How does the pair behave in recessions?+

Recession history extreme USO underperformance. 2008-09 GFC: USO -77% peak-to-trough vs XLE -50% (USO 27pp underperformance reflects compounded losses including roll cost). 2020 COVID: USO -85% (contract briefly negative April 20 2020 -$37) vs XLE -67% (18pp underperformance). 2014-2016 commodity bust: USO -75% vs XLE -40% (35pp underperformance most extreme). USO underperforms because pure commodity exposure has no dividend yield to cushion + contango compounds losses.
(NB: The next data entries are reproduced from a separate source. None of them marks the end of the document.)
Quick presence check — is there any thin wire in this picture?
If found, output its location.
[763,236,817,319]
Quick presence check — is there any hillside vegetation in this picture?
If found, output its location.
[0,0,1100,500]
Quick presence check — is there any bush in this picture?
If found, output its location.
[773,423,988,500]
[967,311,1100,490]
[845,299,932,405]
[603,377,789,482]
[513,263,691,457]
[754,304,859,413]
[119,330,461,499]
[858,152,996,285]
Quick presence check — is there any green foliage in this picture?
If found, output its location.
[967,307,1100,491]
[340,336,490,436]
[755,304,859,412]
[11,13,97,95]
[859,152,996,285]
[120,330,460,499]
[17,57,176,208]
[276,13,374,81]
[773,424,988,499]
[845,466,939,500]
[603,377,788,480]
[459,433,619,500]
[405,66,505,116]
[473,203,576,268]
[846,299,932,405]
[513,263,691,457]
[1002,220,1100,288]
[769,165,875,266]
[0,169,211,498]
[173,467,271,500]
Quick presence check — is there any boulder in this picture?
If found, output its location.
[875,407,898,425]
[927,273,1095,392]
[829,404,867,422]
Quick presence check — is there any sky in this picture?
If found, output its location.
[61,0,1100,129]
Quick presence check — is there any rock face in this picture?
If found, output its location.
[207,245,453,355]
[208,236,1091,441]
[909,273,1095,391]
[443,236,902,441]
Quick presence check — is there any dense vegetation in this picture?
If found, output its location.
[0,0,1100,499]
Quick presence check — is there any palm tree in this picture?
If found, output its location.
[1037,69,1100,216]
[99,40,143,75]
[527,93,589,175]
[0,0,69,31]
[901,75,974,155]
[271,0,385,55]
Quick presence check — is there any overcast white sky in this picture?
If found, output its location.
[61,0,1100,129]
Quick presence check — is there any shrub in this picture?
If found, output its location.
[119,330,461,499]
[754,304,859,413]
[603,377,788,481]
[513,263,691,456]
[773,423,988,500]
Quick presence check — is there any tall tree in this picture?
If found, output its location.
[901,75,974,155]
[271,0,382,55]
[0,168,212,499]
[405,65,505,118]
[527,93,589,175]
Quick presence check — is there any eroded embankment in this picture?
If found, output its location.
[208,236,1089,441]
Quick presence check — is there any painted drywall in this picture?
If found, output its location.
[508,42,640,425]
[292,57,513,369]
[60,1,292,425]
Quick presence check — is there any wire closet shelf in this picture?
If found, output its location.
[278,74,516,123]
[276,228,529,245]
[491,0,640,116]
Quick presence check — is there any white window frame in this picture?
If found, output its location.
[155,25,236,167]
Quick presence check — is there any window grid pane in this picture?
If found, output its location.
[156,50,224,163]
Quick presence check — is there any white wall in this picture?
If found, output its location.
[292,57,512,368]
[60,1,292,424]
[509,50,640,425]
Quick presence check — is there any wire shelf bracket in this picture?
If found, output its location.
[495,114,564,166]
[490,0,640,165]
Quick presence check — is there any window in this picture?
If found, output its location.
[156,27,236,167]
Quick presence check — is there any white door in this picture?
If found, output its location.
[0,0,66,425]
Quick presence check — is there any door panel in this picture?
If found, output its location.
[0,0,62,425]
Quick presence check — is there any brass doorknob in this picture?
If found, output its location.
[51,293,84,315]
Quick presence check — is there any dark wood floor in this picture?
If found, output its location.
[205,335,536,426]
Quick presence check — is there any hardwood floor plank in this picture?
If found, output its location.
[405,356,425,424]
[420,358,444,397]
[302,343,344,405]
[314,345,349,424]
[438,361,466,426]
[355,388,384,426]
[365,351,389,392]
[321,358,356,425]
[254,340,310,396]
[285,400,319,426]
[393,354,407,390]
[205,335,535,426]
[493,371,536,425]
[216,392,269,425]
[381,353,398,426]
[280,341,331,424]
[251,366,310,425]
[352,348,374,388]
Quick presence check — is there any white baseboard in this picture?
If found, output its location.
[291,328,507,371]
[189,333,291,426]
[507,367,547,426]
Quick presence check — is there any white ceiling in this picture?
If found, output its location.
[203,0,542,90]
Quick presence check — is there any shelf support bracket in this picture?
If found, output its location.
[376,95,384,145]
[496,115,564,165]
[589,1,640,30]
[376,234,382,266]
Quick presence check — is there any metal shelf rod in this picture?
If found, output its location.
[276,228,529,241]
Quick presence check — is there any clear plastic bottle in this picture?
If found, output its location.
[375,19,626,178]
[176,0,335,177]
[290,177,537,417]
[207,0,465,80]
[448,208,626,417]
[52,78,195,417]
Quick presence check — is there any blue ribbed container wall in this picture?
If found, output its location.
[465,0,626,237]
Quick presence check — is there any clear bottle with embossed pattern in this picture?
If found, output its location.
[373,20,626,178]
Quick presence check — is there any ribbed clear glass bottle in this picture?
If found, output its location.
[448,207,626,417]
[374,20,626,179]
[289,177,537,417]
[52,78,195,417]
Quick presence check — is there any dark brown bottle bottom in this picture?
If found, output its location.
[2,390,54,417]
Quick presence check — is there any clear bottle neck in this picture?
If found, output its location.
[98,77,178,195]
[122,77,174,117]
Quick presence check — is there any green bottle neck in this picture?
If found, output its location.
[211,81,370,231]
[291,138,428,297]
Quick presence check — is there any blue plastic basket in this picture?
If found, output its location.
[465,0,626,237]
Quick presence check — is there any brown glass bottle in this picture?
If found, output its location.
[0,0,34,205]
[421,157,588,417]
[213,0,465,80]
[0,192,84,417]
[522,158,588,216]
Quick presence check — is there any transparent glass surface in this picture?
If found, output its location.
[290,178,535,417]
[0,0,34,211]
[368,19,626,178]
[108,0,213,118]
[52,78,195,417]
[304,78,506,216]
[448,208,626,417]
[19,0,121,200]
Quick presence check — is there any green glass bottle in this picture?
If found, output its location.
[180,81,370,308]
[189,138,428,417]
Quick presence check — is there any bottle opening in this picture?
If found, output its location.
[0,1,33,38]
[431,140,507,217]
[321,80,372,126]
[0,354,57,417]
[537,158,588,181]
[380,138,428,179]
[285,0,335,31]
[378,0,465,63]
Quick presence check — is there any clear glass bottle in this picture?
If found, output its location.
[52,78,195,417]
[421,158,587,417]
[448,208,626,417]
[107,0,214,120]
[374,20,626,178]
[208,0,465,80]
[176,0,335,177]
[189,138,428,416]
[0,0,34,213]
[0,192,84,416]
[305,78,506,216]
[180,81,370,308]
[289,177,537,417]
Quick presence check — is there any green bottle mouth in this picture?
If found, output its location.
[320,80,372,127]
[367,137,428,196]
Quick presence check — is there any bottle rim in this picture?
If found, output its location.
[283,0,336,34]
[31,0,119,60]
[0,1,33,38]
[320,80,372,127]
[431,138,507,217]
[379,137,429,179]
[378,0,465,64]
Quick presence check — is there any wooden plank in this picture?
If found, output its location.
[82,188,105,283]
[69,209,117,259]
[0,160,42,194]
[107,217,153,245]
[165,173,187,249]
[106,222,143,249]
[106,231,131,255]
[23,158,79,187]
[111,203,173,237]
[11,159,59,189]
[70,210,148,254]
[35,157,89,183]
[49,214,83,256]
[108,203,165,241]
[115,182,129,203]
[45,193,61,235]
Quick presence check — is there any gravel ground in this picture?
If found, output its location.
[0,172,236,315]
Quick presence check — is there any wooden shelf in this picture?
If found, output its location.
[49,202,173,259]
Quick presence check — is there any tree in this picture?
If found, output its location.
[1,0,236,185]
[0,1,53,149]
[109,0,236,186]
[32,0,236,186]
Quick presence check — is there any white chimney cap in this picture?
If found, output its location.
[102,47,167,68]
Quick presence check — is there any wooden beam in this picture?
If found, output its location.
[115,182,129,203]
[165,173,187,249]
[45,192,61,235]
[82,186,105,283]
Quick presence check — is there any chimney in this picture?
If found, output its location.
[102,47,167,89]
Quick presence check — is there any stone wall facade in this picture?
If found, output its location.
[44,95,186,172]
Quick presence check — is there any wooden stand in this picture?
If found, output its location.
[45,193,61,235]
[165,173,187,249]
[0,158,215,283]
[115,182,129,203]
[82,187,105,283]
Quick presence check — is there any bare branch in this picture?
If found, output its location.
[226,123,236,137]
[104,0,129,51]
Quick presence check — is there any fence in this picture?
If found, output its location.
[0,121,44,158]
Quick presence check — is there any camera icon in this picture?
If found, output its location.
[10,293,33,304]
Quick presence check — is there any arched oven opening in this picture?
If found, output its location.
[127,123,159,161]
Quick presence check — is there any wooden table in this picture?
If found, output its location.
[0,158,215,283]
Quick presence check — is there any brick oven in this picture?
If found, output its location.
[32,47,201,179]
XLE has dividend yield (~3.5-5% through cycle) + capital discipline buybacks. For 2026 recession: USO would underperform XLE by 15-30pp peak-to-trough.

How do I trade USO vs XLE?+

USO/XLE ratio currently 1.5 (12-month range 1.3-1.7, 5-year range 0.5-2.0+). Long USO / short XLE captures pure-commodity outperformance: benefits from sharp oil rallies above $120 sustained, backwardation continuation, oil-specific supply shocks. Long XLE / short USO captures structural-advantage continuation: benefits from continued capital discipline, share buybacks, dividend yield compounding, oil-price stability or modest decline. Position sizing: USO 35-50% annualized vol vs XLE 25% (1.5x). Pair has produced ~15pp gain 2022-2026 long XLE short USO. Trend continuation requires capital discipline persistence; reversal requires sharp oil rally above $120.